Perpustakaan. Minimum terdapat satu ruang perpustakaan per perguruan tinggi. Luas minimum ruang perpustakaan adalah 200 m2. Ruang perpustakaan memiliki rasio 0.2 m2 per mahasiswa satuan pendidikan tersebut.  Koleksi perpustakaan  terdiri atas 2 judul per mata kuliah, 1000 judul buku pengayaan, 2 judul jurnal ilmiah per program studi, disertai dengan  buku referensi  dan sumber belajar lain.
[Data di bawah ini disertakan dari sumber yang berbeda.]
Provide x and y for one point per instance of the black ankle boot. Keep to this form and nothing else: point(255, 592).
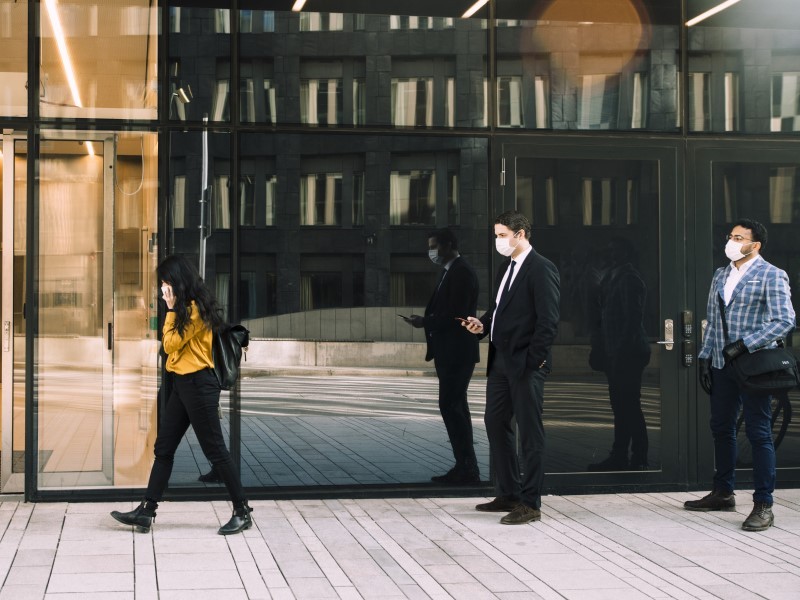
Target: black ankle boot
point(240, 520)
point(140, 517)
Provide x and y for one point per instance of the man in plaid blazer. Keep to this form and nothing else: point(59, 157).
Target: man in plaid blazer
point(758, 310)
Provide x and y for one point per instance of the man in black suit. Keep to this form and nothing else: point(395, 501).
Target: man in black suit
point(453, 350)
point(522, 323)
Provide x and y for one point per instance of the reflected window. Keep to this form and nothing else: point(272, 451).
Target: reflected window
point(321, 21)
point(257, 94)
point(220, 196)
point(179, 201)
point(331, 281)
point(509, 102)
point(598, 201)
point(321, 101)
point(221, 105)
point(222, 20)
point(411, 281)
point(358, 199)
point(321, 199)
point(784, 195)
point(731, 94)
point(785, 102)
point(14, 59)
point(412, 101)
point(359, 101)
point(699, 101)
point(453, 208)
point(412, 197)
point(256, 21)
point(406, 22)
point(598, 101)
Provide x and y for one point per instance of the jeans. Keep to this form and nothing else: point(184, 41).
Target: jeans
point(194, 401)
point(726, 400)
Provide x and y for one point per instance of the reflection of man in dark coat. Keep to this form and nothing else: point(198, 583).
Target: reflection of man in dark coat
point(454, 350)
point(620, 349)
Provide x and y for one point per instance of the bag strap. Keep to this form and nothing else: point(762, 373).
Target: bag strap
point(779, 341)
point(722, 314)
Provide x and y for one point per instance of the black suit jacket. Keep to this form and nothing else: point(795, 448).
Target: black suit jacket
point(526, 322)
point(448, 341)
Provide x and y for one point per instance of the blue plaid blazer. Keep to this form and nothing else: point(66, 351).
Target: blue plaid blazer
point(760, 310)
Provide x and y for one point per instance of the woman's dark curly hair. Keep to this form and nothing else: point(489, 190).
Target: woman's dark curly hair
point(187, 285)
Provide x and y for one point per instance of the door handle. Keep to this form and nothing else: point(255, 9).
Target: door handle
point(669, 335)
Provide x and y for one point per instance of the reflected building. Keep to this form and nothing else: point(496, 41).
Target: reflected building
point(303, 157)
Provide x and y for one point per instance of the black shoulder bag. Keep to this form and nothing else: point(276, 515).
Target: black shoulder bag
point(229, 343)
point(764, 371)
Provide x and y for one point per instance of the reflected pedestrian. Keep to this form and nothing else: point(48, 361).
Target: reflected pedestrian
point(193, 314)
point(453, 350)
point(621, 351)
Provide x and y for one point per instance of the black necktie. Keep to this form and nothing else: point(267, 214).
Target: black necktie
point(508, 279)
point(441, 279)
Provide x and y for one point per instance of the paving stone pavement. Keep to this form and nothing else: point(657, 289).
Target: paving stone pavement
point(614, 546)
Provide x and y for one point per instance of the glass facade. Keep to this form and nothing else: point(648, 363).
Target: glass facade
point(303, 158)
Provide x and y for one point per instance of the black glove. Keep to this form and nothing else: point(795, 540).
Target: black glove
point(704, 372)
point(733, 350)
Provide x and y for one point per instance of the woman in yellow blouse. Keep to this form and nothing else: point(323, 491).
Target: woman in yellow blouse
point(192, 317)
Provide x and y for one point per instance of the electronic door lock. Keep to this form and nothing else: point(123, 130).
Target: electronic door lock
point(669, 335)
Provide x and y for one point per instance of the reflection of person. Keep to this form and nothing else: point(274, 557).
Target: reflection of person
point(621, 351)
point(758, 311)
point(522, 324)
point(192, 315)
point(453, 350)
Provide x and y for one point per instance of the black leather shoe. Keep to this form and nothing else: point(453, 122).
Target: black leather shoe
point(522, 514)
point(140, 517)
point(239, 521)
point(499, 504)
point(614, 462)
point(210, 477)
point(716, 500)
point(459, 476)
point(760, 518)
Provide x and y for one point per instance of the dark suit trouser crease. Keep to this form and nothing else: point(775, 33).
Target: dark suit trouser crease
point(453, 383)
point(522, 398)
point(625, 393)
point(194, 401)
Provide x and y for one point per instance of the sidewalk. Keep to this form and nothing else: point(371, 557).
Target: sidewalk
point(596, 547)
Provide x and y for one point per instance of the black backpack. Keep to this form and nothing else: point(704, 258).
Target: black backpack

Rendahnya kesadaran dari pihak lembaga pendidikan
            Banyak sekolah di Indonesia yang masih di bawah standar sarana dan prasarana pendidikan, terlebih lagi di daerah-daerah yang masih jauh dari jangkauan kota, dan terkena bencana alam. Hal ini tentu saja terkait dengan pembiayaan yang sangat besar terutama pemerintah. Namun demikian pihak lembaga/satuan pendidikan haruslah terus berupaya untuk mencapai standarisasi sarana dan prasarana pendidikan guna untuk mempermudah dan memperlancar proses belajar mengajar. Tapi kenyataannya pihak satuan pendidikan tersebut masih lambat dalam menangani masalah ini, jika ini menjadi kendala yang tak terselesaikan alangkah malangya nasib peserta didik yang mengenyam pendidikan di satuan pendidikan tersebut. Sebenarnya pihak sekolah bisa saja menangani hal ini dengan meminta stake holder untuk berkecimpung/berpartisipasi dalam masalah itu yang mana dukungan dari materilnya sangat membantu dalam mencapai standarisasi sarana dan prasaran pendidikan. Tapi apalah daya, sekeras-kerasnya batu lebih keras lagi orang yang tak punya uang.